Portable Speech Therapy: Packing for Vacation
Summer and vacation go together like clowns and circuses. Whether you plan to cool off at a water rollercoaster or watch ballerinas sweating it out on stage, summer vacation offers the perfect opportunity to become even closer as a family. When you have a child with a speech disorder, preparing for summer break might take a little extra time. In addition to packing all the hip new styles of summer, bring along some games and other speech therapy tools to stimulate your child’s language skills.
Despite being highly portable, flashcards might not be the best option for summer vacation speech therapy. Unless, of course, your child genuinely enjoys working with flashcards. If not, look for more engaging alternatives. The neat thing about speech therapy is that it doesn’t have to feel like work. Your child can have a great time singing songs, playing games, and making up stories, all in the name of language enrichment. Ask your child’s speech-language pathologist (SLP) for recommendations of small toys and games to bring along on vacation.
Toys & Games
Activity books are great for traveling. They’re small enough to fit easily into your luggage, but they can keep your child entertained for hours. Look for activity books that can build language skills, such as word finds. As your child finds each word, encourage him to say it out loud. Sticker books are useful for encouraging narration skills. Have your child make up a story about the images as he peels and places the stickers. Older children often enjoy Mad Libs, which teach grammar skills and the parts of speech.

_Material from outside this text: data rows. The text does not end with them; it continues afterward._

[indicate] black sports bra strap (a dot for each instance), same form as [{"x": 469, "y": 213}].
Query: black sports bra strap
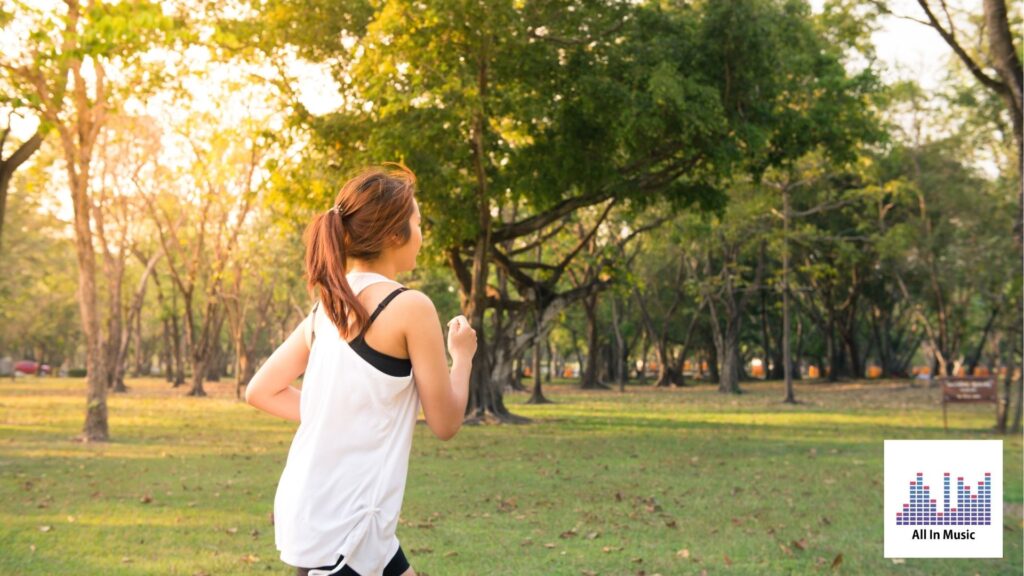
[
  {"x": 312, "y": 325},
  {"x": 381, "y": 306}
]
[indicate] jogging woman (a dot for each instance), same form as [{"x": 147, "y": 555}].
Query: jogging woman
[{"x": 373, "y": 353}]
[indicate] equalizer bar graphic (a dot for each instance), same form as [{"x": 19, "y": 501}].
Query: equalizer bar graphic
[{"x": 970, "y": 509}]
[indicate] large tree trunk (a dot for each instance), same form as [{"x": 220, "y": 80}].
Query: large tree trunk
[{"x": 95, "y": 427}]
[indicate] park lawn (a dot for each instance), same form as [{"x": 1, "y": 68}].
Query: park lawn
[{"x": 647, "y": 482}]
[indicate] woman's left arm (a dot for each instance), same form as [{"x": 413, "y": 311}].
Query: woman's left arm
[{"x": 270, "y": 388}]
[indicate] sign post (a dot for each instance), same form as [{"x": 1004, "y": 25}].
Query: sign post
[{"x": 969, "y": 388}]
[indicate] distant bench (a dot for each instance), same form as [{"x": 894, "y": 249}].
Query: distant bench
[{"x": 969, "y": 388}]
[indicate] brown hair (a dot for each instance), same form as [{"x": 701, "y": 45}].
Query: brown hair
[{"x": 372, "y": 207}]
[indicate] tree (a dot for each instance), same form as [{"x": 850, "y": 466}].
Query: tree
[
  {"x": 66, "y": 78},
  {"x": 519, "y": 104}
]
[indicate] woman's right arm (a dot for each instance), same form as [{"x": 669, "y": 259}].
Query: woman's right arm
[{"x": 443, "y": 393}]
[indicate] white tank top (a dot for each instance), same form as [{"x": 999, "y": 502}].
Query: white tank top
[{"x": 342, "y": 487}]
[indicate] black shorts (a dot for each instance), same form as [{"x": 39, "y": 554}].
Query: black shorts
[{"x": 395, "y": 567}]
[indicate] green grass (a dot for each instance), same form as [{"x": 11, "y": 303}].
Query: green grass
[{"x": 600, "y": 483}]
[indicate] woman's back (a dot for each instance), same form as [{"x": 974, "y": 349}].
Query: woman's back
[{"x": 342, "y": 487}]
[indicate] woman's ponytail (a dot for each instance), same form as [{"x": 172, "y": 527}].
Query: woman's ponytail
[
  {"x": 369, "y": 213},
  {"x": 326, "y": 270}
]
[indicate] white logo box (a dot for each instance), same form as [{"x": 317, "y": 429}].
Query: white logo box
[{"x": 931, "y": 515}]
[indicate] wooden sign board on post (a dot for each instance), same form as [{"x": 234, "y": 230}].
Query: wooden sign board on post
[{"x": 969, "y": 388}]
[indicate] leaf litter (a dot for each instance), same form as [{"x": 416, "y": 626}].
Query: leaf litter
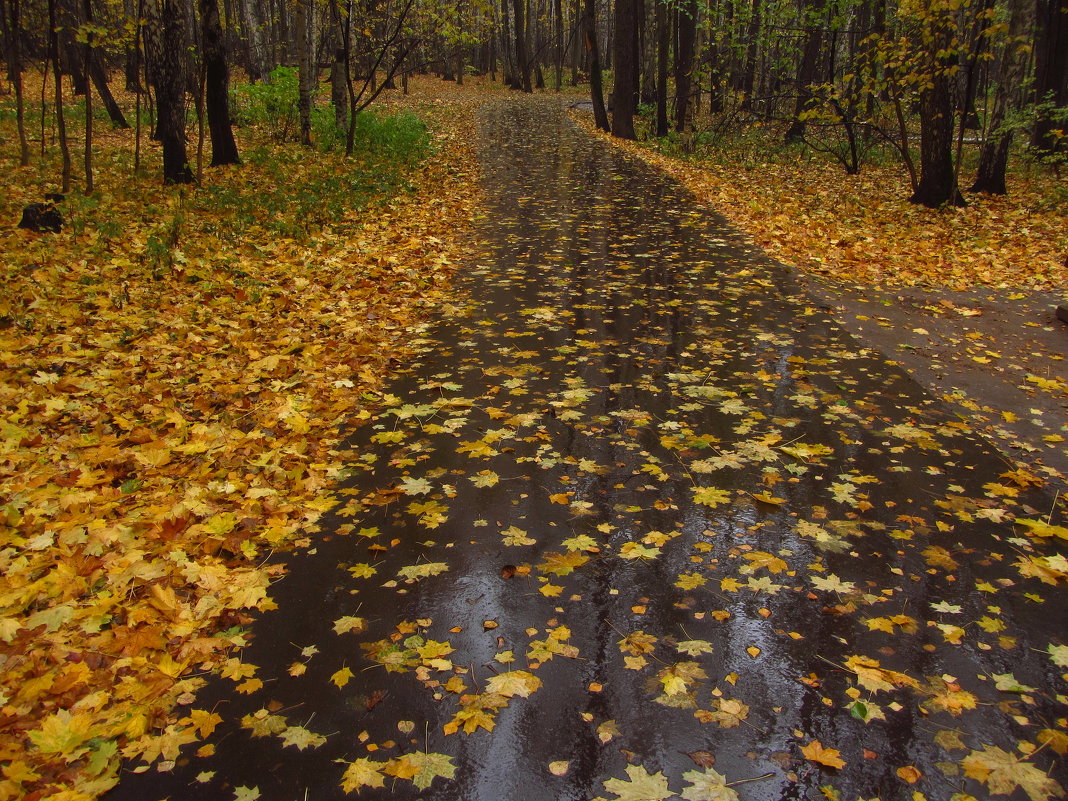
[{"x": 659, "y": 406}]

In addition to activity books, pack a few other small games or toys for your child. A new doll can encourage social interaction and pretend play. Go Fish is a popular game for young children that encourages conversation skills and following directions. For example, “Mary, please give me your jacks.” It’s also useful for articulation. The game encourages the repetition of sounds like “sh” in the phrase, “Go fish.”

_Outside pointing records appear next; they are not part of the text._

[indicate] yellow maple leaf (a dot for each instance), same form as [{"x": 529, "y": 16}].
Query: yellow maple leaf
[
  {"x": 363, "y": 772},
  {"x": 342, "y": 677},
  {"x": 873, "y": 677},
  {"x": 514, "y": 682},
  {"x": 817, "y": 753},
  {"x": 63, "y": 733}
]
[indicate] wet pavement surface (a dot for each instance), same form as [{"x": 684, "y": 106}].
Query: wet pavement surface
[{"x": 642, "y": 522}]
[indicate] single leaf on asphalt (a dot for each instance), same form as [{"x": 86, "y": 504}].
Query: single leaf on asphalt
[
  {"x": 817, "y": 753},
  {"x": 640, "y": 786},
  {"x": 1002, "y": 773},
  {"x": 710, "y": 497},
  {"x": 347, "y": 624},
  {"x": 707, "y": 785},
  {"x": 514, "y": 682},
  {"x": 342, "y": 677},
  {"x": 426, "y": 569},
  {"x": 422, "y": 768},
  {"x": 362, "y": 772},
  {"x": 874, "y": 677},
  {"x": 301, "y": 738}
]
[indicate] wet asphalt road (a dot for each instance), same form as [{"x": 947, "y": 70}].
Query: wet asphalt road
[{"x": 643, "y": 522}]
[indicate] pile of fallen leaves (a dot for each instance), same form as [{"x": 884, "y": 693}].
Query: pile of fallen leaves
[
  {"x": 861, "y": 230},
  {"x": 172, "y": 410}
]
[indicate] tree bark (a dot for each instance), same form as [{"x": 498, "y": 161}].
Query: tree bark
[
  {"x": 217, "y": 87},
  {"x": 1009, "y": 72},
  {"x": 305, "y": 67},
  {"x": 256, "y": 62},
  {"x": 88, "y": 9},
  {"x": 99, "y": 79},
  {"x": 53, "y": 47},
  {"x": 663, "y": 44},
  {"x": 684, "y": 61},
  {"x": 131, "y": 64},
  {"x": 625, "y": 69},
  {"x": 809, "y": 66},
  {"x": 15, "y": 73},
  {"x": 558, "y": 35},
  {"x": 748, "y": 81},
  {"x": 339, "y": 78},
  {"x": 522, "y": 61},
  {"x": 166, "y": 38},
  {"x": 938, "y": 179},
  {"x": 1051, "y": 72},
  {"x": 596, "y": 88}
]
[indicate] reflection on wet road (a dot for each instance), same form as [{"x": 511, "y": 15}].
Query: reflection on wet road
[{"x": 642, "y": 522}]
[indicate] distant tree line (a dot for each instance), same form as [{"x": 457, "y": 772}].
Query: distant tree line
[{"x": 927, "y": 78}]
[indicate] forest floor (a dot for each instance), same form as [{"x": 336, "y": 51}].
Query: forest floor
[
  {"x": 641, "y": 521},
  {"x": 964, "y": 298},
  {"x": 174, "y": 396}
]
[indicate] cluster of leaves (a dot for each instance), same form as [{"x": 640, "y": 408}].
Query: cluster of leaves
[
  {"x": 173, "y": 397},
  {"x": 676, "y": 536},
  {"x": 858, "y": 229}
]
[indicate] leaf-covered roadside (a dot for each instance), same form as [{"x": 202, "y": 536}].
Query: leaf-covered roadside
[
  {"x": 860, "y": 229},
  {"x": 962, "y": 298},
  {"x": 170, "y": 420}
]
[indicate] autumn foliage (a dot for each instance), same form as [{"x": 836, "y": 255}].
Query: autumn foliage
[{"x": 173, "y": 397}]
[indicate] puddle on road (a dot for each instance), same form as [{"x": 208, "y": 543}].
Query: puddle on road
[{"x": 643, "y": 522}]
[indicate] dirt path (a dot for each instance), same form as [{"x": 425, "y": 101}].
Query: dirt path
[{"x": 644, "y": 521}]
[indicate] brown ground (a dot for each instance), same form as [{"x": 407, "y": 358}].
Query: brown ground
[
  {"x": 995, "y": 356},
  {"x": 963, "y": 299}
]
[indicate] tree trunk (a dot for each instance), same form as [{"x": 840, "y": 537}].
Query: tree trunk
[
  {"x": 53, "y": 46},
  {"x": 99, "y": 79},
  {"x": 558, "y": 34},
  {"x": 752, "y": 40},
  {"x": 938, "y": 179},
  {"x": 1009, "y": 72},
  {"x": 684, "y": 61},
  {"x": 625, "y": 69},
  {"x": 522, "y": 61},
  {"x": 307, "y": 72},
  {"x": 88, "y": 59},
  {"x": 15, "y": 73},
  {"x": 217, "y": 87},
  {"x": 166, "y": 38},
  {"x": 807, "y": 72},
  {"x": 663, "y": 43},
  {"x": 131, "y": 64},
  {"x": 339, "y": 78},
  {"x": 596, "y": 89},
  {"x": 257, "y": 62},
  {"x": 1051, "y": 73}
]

Children do well with routines. For example, if you’ve gotten into the habit of using Speech Buddies for a few minutes after your child brushes his teeth every morning, continue to do this on vacation. Speech Buddies are quite portable and are a fun way for your child to practice proper mouth positioning while on break. Before you leave for your trip, check out Speech Buddies University. After you register for free, you can use the University’s resources to find fun, interactive games for your child that are geared toward his problem sounds.

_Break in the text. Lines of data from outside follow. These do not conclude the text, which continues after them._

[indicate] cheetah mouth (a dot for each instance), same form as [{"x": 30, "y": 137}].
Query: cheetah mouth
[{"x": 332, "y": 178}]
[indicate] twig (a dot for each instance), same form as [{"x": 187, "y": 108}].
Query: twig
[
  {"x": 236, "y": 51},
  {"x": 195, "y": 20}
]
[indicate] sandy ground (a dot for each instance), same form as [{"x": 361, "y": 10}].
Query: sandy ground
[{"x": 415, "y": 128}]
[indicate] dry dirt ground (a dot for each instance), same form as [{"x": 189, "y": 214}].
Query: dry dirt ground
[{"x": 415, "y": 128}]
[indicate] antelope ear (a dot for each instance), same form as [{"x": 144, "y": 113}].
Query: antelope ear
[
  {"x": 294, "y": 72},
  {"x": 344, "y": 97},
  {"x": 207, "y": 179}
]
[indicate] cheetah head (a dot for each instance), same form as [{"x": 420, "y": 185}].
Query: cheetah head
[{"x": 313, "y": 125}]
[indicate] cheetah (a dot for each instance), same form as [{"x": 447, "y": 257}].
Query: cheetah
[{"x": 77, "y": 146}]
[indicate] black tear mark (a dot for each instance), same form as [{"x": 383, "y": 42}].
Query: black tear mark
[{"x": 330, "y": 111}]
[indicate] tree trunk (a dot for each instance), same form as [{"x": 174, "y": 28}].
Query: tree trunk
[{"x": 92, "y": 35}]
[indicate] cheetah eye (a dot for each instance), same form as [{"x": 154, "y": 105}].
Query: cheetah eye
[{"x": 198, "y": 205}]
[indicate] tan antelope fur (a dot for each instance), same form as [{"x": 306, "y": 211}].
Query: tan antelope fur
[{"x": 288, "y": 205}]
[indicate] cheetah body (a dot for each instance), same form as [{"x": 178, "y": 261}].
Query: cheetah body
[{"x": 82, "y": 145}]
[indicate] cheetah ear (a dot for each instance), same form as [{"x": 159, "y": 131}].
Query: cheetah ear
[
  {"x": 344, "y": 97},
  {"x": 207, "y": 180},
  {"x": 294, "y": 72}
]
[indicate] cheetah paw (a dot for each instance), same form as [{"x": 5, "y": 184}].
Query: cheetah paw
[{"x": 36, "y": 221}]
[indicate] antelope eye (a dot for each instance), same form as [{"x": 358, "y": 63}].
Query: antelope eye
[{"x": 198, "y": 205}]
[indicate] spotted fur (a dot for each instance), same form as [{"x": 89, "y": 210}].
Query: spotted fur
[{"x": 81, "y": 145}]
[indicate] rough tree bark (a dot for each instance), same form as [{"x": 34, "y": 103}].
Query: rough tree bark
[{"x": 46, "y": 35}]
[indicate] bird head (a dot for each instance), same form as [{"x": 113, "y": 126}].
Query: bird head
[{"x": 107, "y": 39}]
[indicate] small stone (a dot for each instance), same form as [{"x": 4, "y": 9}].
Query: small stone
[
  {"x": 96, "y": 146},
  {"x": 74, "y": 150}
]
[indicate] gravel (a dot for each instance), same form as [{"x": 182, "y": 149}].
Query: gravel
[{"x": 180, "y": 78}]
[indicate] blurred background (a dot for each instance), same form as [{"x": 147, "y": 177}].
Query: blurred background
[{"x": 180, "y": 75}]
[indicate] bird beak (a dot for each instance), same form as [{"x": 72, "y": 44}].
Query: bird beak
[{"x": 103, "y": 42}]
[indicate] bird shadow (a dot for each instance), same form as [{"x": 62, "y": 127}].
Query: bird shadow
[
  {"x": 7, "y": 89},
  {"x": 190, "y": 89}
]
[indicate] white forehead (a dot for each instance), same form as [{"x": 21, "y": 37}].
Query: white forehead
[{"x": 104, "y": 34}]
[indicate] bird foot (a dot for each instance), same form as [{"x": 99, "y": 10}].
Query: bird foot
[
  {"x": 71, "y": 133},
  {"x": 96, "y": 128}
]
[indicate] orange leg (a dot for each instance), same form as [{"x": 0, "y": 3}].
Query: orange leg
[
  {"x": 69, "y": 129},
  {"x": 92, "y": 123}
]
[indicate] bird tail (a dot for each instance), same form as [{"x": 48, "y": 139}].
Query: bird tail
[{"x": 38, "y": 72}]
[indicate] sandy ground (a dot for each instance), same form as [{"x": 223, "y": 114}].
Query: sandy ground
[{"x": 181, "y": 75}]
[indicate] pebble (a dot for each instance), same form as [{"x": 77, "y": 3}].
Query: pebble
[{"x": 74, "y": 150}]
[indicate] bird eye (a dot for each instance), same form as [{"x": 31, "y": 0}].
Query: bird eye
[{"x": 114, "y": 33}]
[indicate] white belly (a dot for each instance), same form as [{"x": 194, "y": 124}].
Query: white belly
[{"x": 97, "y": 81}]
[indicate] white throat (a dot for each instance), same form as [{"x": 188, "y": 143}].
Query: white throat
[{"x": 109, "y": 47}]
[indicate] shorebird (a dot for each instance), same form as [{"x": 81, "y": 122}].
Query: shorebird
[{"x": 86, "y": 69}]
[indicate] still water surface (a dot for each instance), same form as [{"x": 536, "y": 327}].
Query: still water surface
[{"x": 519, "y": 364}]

Kids love electronics. A child who absolutely refuses to do another flashcard with you might happily go through an entire, virtual deck on an iPhone. There are numerous apps available for your iPhone or iPad that can help your child improve his speech and language skills. Download a couple of new ones for your child to use in the plane or on the car trip. Try a sing-along app or one that is geared toward a specific speech disorder, like apraxia. As well, download a few new books for your child into an eReader to save space in your luggage.